Wie konnte es zu dieser tiefen Krise kommen, die immer mehr Staaten und
Sektoren mitreißt? Vom „Kollektivversagen“ war die Rede, also vom
Versagen des kleinen Konsumenten, der über seine Verhältnisse lebte bis
hin zum Kreditvermittler. Überhaupt trügen die Hauptschuld die Banker
und Finanzinvestoren, die dieses Jahr erkennbar mit Abwesenheit
glänzten.
„Haltet den Dieb!“ nach diesem Motto machen es sich die
Verantwortlichen aus der Wirtschaft doch zu einfach: Über Jahrzehnte
waren sie es, die nach freien Märkten gerufen haben und die
PolitikerInnen haben eilfertig Kontrollen abgebaut und den Weg zu
ungehemmten Profiten geebnet. Nur der Shareholder value zählte,
Renditeziele von 25% wurden ausgerufen. Wie diese Profite zustande
kamen war egal. Für das soziale Gewissen wurden ein paar
Wohltätigkeitsveranstaltungen organisiert und für die Umwelt ein paar
Sonntagsreden gehalten.

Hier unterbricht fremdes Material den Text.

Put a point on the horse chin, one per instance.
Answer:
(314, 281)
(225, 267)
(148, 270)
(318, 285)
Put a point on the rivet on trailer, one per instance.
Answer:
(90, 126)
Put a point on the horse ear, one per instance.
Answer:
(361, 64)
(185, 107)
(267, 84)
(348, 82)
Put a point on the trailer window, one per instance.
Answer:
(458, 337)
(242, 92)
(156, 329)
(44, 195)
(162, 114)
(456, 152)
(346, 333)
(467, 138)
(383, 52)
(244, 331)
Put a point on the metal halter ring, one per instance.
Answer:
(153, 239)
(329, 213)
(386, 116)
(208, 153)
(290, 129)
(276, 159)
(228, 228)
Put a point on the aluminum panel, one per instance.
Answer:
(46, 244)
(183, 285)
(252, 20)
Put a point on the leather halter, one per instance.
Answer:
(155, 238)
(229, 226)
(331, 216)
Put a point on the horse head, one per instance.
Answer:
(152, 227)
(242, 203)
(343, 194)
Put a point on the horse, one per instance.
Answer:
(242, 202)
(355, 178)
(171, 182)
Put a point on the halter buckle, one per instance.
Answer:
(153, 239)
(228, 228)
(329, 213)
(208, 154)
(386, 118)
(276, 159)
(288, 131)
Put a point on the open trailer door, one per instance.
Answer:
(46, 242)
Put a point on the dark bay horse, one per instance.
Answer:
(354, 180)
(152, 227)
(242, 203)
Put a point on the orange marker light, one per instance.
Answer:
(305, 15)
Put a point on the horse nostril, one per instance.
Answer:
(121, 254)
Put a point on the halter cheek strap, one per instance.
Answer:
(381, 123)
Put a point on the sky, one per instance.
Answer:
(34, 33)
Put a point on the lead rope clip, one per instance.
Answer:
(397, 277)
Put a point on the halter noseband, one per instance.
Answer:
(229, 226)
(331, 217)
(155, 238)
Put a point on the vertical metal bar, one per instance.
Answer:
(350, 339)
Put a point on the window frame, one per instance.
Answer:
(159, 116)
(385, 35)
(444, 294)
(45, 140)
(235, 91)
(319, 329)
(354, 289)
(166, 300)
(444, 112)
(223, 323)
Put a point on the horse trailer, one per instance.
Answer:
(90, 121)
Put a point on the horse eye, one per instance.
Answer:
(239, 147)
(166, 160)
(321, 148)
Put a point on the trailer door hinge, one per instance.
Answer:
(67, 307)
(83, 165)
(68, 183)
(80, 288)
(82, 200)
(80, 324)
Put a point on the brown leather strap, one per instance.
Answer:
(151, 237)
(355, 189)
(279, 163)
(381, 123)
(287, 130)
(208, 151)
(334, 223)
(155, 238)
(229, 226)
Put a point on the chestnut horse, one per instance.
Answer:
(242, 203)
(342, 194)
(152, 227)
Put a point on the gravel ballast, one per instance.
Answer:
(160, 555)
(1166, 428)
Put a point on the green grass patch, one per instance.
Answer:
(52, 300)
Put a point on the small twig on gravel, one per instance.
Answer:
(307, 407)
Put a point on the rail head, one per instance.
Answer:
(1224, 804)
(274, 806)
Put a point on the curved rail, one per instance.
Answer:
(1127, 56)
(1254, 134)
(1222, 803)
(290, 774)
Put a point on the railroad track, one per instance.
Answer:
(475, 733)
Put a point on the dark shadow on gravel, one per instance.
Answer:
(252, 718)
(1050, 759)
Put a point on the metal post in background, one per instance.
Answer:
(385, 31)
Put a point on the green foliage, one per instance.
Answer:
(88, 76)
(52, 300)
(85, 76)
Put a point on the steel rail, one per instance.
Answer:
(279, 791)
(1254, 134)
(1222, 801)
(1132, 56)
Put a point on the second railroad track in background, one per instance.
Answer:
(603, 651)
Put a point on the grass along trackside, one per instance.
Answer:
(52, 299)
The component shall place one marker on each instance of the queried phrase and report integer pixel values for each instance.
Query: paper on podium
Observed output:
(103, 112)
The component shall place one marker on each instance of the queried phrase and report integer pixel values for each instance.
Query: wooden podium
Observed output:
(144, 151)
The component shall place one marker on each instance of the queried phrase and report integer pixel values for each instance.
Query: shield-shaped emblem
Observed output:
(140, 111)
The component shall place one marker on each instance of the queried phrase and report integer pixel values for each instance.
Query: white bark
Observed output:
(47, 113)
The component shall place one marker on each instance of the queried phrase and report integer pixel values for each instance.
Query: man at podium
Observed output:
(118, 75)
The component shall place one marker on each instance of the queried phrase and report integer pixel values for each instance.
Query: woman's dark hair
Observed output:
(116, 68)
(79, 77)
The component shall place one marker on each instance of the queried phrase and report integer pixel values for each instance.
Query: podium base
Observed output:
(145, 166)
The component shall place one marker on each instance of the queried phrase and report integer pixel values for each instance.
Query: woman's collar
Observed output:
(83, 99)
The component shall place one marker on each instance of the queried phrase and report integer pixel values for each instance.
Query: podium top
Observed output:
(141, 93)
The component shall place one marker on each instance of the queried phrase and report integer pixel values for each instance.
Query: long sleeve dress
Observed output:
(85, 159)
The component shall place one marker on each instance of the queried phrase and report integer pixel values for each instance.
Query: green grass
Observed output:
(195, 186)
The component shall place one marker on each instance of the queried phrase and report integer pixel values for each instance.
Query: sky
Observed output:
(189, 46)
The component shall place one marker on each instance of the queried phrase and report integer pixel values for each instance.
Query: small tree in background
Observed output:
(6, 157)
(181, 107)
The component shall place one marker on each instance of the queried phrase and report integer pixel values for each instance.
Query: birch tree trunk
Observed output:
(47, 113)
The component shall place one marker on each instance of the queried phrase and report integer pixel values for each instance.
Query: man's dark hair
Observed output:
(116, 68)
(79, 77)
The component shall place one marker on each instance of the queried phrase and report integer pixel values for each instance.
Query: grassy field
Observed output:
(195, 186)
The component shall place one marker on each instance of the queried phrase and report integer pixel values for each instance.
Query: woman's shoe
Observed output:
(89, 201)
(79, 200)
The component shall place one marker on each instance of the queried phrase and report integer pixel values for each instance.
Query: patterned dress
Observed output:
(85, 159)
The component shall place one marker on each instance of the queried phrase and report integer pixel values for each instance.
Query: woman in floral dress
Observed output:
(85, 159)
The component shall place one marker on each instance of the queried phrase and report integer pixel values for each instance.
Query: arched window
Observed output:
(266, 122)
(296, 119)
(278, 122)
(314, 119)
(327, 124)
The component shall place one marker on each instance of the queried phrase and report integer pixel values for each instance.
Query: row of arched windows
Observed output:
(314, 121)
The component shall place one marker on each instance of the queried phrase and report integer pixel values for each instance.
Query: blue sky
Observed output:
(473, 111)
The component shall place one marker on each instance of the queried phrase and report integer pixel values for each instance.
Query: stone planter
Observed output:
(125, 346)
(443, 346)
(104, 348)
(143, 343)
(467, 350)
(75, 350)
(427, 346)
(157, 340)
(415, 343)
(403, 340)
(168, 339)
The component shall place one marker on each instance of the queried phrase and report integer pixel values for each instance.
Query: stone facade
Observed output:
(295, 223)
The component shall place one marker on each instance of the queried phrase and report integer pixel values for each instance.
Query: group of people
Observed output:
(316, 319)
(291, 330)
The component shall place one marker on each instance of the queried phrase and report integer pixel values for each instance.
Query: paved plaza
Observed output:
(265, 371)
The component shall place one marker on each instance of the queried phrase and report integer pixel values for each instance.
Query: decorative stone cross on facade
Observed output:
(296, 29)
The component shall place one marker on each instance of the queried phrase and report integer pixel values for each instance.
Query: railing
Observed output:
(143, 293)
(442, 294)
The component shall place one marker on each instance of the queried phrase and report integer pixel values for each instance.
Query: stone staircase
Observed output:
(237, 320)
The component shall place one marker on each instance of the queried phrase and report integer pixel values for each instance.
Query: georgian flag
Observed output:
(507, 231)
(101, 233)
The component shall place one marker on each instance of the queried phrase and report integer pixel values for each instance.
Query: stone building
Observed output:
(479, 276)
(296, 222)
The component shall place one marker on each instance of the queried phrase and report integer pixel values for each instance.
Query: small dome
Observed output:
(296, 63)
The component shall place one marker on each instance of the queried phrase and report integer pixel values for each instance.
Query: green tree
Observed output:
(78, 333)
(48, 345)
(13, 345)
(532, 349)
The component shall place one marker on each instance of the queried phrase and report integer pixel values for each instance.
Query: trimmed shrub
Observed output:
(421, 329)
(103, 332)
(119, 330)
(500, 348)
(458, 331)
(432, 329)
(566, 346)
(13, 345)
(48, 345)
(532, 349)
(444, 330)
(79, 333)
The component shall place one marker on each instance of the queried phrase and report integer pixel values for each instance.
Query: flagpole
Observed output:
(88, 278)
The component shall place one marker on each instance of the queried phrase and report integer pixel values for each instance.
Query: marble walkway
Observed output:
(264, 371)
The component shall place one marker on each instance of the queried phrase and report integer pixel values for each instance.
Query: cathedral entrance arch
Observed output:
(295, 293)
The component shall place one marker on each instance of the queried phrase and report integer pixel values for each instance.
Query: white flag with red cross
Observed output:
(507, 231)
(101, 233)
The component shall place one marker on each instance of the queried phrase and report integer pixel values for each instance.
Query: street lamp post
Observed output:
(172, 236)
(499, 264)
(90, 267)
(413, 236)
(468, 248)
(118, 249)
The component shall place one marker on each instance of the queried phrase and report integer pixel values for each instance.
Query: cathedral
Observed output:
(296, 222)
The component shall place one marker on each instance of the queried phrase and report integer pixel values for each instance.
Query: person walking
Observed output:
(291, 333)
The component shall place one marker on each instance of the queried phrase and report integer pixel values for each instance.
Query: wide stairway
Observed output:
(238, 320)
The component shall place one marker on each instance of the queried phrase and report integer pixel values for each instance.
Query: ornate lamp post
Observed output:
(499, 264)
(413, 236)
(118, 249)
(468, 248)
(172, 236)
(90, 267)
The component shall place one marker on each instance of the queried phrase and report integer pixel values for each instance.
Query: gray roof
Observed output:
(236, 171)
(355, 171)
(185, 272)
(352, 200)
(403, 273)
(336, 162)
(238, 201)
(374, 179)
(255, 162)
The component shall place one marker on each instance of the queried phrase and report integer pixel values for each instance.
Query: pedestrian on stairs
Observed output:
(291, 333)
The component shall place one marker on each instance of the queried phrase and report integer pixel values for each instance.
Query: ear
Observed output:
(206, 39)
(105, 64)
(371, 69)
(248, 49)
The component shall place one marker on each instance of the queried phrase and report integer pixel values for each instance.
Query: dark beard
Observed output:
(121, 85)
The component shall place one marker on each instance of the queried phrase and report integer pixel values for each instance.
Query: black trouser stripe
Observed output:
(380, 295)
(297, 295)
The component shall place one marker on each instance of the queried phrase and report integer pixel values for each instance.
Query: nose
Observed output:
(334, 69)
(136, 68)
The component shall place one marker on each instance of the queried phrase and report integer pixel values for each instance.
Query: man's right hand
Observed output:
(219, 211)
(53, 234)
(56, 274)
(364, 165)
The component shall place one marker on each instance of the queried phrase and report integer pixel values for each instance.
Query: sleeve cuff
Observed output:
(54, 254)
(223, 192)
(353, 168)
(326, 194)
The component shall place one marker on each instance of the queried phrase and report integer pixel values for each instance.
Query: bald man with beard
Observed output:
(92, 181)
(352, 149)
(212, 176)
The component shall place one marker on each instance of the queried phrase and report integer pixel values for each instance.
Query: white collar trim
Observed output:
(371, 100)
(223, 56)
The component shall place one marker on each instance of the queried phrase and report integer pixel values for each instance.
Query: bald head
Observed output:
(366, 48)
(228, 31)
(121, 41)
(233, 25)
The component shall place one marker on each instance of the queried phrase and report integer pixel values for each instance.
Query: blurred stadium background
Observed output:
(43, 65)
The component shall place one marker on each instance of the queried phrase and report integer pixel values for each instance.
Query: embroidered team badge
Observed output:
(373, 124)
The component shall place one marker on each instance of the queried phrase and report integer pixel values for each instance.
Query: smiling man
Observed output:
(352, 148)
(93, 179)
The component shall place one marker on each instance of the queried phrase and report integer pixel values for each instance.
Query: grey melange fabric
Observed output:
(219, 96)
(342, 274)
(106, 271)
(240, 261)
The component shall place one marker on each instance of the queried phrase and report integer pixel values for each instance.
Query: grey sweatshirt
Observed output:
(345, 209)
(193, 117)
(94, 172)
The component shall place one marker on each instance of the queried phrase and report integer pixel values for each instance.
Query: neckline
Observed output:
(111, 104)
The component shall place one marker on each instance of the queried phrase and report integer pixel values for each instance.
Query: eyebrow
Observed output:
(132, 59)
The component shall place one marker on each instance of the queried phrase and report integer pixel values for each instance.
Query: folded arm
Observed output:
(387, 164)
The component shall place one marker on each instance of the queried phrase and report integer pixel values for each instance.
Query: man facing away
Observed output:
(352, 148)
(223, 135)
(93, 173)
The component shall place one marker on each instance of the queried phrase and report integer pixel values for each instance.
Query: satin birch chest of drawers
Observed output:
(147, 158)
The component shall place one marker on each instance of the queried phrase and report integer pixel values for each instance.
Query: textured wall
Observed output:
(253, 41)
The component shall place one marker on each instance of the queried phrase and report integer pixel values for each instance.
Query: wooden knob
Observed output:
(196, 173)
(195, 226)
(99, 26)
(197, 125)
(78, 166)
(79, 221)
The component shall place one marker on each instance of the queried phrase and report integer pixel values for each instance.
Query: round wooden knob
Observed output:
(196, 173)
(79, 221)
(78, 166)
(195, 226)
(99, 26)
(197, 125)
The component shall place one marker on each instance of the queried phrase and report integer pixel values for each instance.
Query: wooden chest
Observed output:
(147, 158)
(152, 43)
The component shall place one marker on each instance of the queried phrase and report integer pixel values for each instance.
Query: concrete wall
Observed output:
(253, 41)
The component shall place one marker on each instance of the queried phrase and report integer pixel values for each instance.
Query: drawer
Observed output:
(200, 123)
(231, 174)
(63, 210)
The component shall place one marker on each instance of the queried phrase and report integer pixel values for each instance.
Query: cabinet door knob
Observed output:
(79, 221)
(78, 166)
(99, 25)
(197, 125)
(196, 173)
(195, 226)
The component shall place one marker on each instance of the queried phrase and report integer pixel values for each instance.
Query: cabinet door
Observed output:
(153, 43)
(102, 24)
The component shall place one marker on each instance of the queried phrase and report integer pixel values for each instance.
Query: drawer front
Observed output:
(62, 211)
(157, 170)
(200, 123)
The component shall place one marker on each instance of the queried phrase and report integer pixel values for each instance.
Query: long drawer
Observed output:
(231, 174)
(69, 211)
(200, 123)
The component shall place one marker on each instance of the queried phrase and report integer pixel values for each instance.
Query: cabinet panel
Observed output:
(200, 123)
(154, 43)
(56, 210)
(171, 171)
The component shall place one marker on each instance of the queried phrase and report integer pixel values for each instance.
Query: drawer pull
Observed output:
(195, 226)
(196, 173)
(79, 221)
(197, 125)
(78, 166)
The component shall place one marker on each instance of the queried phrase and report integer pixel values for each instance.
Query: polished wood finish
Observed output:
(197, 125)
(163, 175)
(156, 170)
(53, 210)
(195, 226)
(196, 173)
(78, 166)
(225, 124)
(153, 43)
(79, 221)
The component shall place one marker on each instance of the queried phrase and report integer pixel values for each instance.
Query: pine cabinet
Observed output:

Und dass die Profite auf Pump zustande kamen –
wen störte das, Hauptsache sie konnten verbucht werden, der Wert des
Unternehmens an der Börse stieg und die Vergütung des Managements
ebenso.
Von den Nutznießern dieses Systems ein Umdenken zu erwarten ist wohl
tatsächlich etwas zuviel verlangt. Wie zur Bestätigung wurde am Ende in
Davos wieder der Ruf nach Freihandel laut, also nach der weiteren
Liberalisierung und Deregulierung.
Wenn die Krise eines zeigt, dann dass die Gestaltung der Welt nicht
denjenigen überlassen werden darf, die sie verursacht haben. Der
Kapitalismus hat abgewirtschaftet. Es ist Zeit für eine neue
Regulierung der Wirtschaft und der Finanzmärkte. Der Staat darf nicht
nur dazu dienen, Verluste den Bürgerinnen und Bürgern aufzulasten und
Profite den privaten Unternehmen zuzuschustern. Davos war ernüchternd,
es lohnt sich ein Blick zum Weltsozialforum nach Belém. Von den 100.000
Menschen, die sich hier getroffen haben, gehen die Forderungen aus, für
Frieden und Gerechtigkeit, für den Erhalt des Planeten und für eine
neue Weltwirtschaftsordnung. Der erste größere Protest in Deutschland
wird am 28.3. unter dem Motto „Wir zahlen nicht für Eure Krise“ in
Berlin und Frankfurt stattfinden.
„Am deutschen Wesen…“? - Lieber nicht!
Den Vogel auf der internationalen Bühne schießt derzeit Frau Merkel ab,
die die „deutsche soziale Marktwirtschaft“ in die Welt tragen will.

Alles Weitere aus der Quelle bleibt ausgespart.